Git Forces Refresh Index After Switching Between Windows and Linux

git forces refresh index after switching between Windows and Linux

You are completely correct here:

  • The thing you're using here, which Git variously calls the index, the staging area, or the cache, does in fact contain cache data.

  • The cache data that it contains is the result of system calls.

  • The system call data returned by a Linux system is different from the system call data returned by a Windows system.

Hence, an OS switch completely invalidates all the cache data.

... how can I use set the index file for different system?

Your best bet here is not to do this at all. Make two different work-trees, or perhaps even two different repositories. But, if that's more painful than this other alternative, try out these ideas:

The actual index file that Git uses merely defaults to .git/index. You can specify a different file by setting GIT_INDEX_FILE to some other (relative or absolute) path. So you could have .git/index-linux and .git/index-windows, and set GIT_INDEX_FILE based on whichever OS you're using.
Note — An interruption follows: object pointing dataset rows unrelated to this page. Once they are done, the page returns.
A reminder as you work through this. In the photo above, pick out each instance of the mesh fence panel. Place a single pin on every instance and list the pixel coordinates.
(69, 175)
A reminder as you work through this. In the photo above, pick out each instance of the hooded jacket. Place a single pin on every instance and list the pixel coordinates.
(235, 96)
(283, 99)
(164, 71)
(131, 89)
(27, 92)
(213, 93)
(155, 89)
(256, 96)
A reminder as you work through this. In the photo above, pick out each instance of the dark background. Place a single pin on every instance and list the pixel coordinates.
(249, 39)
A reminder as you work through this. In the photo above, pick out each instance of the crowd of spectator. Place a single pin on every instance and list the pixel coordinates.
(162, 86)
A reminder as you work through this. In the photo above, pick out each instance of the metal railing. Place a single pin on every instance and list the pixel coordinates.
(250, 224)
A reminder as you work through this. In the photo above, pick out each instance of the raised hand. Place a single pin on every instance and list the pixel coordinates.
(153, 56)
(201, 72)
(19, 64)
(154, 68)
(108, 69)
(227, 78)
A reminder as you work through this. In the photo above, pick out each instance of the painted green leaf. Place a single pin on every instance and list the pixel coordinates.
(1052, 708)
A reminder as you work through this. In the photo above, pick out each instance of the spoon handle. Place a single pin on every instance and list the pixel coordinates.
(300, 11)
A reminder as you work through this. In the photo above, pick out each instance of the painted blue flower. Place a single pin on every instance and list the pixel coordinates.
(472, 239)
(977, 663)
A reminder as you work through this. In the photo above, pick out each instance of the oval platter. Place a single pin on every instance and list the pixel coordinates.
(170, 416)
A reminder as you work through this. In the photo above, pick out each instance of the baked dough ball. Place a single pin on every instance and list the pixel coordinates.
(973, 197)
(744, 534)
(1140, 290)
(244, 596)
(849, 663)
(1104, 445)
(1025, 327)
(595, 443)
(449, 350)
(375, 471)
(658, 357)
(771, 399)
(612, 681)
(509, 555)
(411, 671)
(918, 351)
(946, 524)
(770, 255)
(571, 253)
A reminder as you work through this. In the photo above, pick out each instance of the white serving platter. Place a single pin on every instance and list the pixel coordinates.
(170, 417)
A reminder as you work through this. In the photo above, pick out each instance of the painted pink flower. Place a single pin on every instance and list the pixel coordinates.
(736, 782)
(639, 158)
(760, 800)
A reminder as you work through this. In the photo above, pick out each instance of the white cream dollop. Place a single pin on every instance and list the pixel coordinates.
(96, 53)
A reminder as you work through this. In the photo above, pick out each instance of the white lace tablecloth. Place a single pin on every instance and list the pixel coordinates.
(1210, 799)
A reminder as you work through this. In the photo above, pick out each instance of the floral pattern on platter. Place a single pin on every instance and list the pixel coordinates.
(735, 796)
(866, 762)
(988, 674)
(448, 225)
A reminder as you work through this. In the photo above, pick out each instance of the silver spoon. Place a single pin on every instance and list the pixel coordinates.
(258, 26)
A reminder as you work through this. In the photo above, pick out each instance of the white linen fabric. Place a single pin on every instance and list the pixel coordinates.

Some Git commands use a temporary index. They do this by setting GIT_INDEX_FILE themselves. If they un-set it afterward, they may accidentally use .git/index at this point. So another option is to rename .git/index out of the way when switching OSes. Keep a .git/index-windows and .git/index-linux as before, but rename whichever one is in use to .git/index while it's in use, then rename it to .git/index-name before switching to the other system.

Again, I don't recommend attempting either of these methods, but they are likely to work, more or less.

How to change the line ending in a Git repo dynamically

But my files are still having the CRLF line ending.

If a file inside a commit inside the repository has CRLF line endings, that version of that file is stuck that way forever. No part of any existing commit can ever be changed.

If a file inside a commit inside the repository has LF-only line endings, that version of that file is stuck that way forever. However, you can can choose the ending you want to have Git place in your work-tree when you extract that file.

If you already extracted the file, Git has already done the conversion. Git now thinks everything is fine, even if you just now changed the conversion setting.

Thus, if you change the conversion setting, you must force Git to re-extract the file. The easiest way to do this consistently in all versions of Git is to remove the file from your work-tree, then run git checkout -- path/to/file. Because the file is gone from the work-tree, Git will be forced to extract it again. The updated EOL-conversion will be applied this time.

(Another way to do it is to alter the file, then run the same git checkout, or in Git 2.23 or later, to use git restore. By telling Git that Git should discard your version of the file, and Git seeing that your version of the file is indeed "wrong" in that it doesn't match the index copy because you changed it, Git will be forced to re-extract the index copy.)

That may suffice for you case, or may not. If it does not, read on.

What to know about Git's end-of-line conversions

I'm a firm believer in the "never use Windows at all so that you never need to have your version control system muck with line endings" philosophy myself, but there are a few things to know if you are in some other camp and do want Git to muck with line endings. The most important of these is this: What you store in Git, and what you use when you work with files you got out of Git, are not necessarily the same thing.

To see how this works, remember that Git stores commits rather than directly storing files. The files inside those commits come from Git's index, not from your work-tree. The format of an index-copy of a file is the same as the internal format that Git uses for frozen-for-all-time commits: the data are pre-compressed. So the copy of each file that's in the index is already significantly different from the copy you use in your work-tree, in that the one in your work-tree is not a Git blob object, and generally not zlib-compressed.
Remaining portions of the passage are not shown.